Predicting what will affect this generation most, and how they will relate to the world or media, is not really possible right now. Anytime you try to predict what will happen 5 or 10 years down the road, you are constricted by current technology and historical perspective. New technology and innovation, as well as consumer trends and attitudes, are perpetually around the corner. When they appear, they fundamentally change current thinking, making predictions of yesterday obsolete. The virtually continuous change to the video environment we’ve seen over the past 20 years may finally be slowing, which could extend the time frame of this generation.

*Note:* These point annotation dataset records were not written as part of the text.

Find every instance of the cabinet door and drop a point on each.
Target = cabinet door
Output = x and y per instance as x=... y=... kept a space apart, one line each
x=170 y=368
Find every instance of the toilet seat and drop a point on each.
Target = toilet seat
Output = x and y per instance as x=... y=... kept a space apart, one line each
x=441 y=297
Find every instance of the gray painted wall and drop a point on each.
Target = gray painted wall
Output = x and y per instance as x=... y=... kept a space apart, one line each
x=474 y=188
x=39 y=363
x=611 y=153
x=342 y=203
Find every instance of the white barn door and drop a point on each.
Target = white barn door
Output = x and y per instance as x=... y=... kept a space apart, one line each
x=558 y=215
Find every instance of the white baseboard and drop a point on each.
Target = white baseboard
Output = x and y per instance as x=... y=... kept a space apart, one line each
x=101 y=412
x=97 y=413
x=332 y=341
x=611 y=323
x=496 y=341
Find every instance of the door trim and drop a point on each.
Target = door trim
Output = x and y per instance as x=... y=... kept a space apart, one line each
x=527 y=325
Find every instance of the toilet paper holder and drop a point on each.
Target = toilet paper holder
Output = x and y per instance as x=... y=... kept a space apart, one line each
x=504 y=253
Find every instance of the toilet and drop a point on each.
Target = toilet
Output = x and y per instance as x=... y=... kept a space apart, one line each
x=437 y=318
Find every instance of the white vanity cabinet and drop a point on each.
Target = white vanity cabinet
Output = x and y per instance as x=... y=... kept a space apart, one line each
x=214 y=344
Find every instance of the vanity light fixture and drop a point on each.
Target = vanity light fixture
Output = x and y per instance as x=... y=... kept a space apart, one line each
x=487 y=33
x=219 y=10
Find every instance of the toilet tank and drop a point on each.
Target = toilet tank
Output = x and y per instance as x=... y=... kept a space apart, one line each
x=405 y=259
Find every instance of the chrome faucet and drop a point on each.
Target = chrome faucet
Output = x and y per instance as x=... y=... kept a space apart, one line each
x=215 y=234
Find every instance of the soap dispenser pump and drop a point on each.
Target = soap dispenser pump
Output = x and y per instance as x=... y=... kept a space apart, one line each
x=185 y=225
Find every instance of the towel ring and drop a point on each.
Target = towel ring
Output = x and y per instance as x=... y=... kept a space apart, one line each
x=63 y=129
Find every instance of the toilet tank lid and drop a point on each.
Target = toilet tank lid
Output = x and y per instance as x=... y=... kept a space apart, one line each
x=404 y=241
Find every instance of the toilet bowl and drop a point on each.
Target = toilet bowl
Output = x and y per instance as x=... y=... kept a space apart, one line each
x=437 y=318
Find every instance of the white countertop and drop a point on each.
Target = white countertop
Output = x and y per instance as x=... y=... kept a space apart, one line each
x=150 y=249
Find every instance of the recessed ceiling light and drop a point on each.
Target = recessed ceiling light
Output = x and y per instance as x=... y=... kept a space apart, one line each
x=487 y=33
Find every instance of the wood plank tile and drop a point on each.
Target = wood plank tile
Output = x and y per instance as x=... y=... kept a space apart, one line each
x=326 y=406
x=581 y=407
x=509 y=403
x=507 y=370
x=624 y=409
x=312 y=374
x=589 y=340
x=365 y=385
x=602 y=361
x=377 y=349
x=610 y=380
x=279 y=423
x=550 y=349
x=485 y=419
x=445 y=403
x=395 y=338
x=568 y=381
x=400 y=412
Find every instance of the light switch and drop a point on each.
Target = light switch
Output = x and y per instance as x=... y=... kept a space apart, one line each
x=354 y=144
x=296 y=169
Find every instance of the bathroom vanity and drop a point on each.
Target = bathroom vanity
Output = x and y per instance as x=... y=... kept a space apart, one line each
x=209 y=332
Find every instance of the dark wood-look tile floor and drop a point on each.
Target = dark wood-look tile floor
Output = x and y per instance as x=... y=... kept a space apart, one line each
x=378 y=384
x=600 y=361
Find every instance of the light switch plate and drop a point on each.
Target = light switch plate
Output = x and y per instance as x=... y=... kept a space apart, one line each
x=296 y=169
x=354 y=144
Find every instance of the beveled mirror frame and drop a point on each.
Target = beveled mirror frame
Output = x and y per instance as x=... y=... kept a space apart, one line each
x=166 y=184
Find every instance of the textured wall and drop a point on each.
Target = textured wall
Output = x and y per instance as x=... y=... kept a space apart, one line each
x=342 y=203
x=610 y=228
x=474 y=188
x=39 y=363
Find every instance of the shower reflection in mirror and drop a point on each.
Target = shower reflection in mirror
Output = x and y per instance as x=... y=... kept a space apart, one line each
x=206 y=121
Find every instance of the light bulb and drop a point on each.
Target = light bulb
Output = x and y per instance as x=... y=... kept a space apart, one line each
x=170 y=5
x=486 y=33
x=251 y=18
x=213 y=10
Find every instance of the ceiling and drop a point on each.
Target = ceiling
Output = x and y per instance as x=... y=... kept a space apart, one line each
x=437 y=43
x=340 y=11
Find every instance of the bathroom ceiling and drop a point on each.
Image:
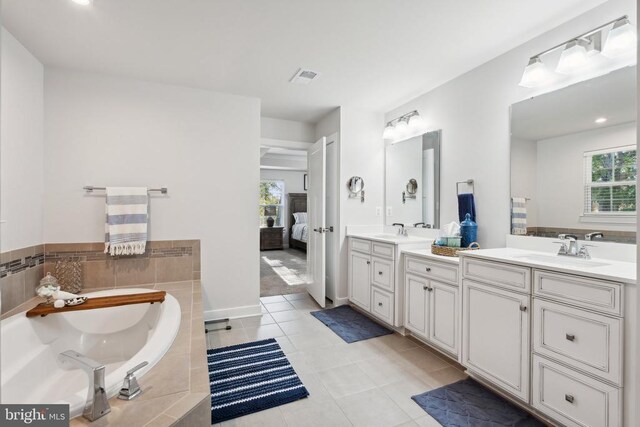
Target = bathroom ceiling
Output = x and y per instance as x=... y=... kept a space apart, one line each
x=371 y=53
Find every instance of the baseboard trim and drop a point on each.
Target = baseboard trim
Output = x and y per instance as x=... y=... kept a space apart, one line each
x=232 y=313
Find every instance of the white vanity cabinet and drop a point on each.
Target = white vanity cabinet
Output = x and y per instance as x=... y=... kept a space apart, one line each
x=432 y=302
x=496 y=322
x=373 y=276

As more and more subscription video streaming services and media devices become available, disposable income, is going to be among the greatest indicators of media access and usage.Broad age groupings such as Adults 18-49 and 25-54 are no longer meaningful. Previous standard generations (such as Baby Boomers and Generation X) are not as cohesive in terms of media availability and usage as they once were. Subsequent generations are even less so. It is more important than ever to reassess how groups of consumers are evaluated, based on media dynamics.